You might even develop a relationship with certain squadmates throughout the game, which could unlock new weapons or skill buffs. I’d definitely do a team-building exercise with Master Chief. We could go bowling.
What about the fallout on creatives? Gerardo Delgado Cabrera, Director of Product Management at Nvidia, is optimistic the technology will result in more jobs for developers, not less. “All of these things are going to increase productivity…If you can make Cyberpunk in seven years instead of ten, that's a massive profitability shift for them.

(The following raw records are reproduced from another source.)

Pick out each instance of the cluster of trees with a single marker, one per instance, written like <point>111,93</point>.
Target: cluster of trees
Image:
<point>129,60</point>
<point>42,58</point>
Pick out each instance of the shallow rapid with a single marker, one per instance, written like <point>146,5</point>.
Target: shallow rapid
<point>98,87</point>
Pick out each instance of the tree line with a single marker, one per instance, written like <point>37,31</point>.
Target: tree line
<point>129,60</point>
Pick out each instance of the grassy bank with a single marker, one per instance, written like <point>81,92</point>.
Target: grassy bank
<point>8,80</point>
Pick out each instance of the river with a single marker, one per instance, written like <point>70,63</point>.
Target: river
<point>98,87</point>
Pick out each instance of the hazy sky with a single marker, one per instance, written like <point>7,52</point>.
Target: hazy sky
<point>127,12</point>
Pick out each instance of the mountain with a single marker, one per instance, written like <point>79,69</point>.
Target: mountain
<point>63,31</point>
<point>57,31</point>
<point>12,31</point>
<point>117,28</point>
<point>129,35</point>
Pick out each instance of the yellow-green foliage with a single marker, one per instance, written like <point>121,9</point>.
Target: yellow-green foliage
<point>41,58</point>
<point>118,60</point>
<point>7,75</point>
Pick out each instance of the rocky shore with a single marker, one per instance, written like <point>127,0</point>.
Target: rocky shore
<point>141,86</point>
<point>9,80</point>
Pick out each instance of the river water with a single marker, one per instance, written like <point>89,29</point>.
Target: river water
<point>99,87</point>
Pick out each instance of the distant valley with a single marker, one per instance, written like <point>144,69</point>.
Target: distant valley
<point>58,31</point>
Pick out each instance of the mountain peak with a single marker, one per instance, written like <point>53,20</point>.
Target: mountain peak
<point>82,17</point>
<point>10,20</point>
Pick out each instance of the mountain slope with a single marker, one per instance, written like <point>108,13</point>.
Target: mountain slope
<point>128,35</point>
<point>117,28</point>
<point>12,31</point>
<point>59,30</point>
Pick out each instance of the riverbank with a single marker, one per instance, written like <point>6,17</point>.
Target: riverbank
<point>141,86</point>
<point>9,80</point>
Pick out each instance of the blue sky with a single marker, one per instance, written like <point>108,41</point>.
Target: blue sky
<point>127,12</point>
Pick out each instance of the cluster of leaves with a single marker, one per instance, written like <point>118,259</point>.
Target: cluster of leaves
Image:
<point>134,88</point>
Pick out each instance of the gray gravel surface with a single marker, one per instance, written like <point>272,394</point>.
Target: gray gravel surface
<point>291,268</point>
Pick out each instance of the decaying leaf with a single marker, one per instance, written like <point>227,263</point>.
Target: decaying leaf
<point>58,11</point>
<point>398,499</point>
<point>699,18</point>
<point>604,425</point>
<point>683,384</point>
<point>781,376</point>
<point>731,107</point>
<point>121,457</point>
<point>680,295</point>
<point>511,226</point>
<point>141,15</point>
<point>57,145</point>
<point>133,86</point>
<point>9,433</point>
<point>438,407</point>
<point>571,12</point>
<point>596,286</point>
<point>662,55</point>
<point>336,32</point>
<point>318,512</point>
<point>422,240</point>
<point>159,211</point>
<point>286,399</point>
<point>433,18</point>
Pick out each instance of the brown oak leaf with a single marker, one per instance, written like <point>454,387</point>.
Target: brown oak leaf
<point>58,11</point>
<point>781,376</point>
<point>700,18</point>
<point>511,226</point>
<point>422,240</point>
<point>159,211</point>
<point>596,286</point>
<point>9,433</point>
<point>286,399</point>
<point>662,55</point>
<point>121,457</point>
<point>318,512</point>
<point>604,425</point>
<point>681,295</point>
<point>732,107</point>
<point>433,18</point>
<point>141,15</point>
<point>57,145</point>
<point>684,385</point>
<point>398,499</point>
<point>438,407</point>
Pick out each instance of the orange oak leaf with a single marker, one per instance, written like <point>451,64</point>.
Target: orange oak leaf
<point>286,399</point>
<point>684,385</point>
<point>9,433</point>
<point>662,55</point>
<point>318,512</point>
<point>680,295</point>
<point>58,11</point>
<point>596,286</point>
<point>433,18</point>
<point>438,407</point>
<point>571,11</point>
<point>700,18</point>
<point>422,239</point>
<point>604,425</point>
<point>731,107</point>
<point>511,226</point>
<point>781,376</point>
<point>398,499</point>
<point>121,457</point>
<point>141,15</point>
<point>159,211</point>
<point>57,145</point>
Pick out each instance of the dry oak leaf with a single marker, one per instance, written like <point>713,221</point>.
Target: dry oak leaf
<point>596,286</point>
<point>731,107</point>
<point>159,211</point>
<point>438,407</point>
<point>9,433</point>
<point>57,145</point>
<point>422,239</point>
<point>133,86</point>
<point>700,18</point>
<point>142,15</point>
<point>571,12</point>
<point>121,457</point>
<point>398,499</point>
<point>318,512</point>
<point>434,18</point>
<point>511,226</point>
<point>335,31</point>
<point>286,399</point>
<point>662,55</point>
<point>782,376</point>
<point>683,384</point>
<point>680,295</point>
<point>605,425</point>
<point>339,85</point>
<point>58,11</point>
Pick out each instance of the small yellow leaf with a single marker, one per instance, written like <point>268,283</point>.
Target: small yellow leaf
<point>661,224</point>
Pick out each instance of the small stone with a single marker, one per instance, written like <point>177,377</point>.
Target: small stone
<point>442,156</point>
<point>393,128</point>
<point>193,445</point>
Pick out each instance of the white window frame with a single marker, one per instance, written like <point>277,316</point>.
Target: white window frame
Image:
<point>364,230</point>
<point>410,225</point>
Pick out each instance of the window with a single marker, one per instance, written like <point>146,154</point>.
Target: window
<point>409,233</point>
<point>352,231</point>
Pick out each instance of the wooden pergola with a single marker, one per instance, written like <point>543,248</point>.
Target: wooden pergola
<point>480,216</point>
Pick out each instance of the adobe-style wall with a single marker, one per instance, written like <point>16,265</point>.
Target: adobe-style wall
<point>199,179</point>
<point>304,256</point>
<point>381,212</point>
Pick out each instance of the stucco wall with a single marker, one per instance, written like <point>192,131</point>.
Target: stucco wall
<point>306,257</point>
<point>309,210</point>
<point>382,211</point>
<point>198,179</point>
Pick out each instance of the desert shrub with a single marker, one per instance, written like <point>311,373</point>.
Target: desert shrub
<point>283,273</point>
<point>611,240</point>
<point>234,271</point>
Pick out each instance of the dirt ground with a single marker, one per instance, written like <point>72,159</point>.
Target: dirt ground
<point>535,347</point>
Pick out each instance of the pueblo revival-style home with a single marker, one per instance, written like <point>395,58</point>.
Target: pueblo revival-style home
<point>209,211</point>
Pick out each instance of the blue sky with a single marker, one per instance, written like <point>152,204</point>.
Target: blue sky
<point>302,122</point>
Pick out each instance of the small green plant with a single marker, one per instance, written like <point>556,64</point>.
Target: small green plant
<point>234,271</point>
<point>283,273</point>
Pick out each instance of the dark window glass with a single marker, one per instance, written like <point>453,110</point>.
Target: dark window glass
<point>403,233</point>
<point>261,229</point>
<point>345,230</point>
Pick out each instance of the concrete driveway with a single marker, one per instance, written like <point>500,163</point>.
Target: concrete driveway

So with that, for example, I'm hoping they'll be able to employ more people because they save money by shortening development by three years and developers don't have to crunch and work 60 hours a week.”
It’s the actors and voiceover artists who games like Covert Protocol will hit hardest, however. As I said, despite its brilliance, the demo made me uneasy. Not just because I was talking to an AI pretending to be a real person, but because my enjoyment could put a lot of people out of work.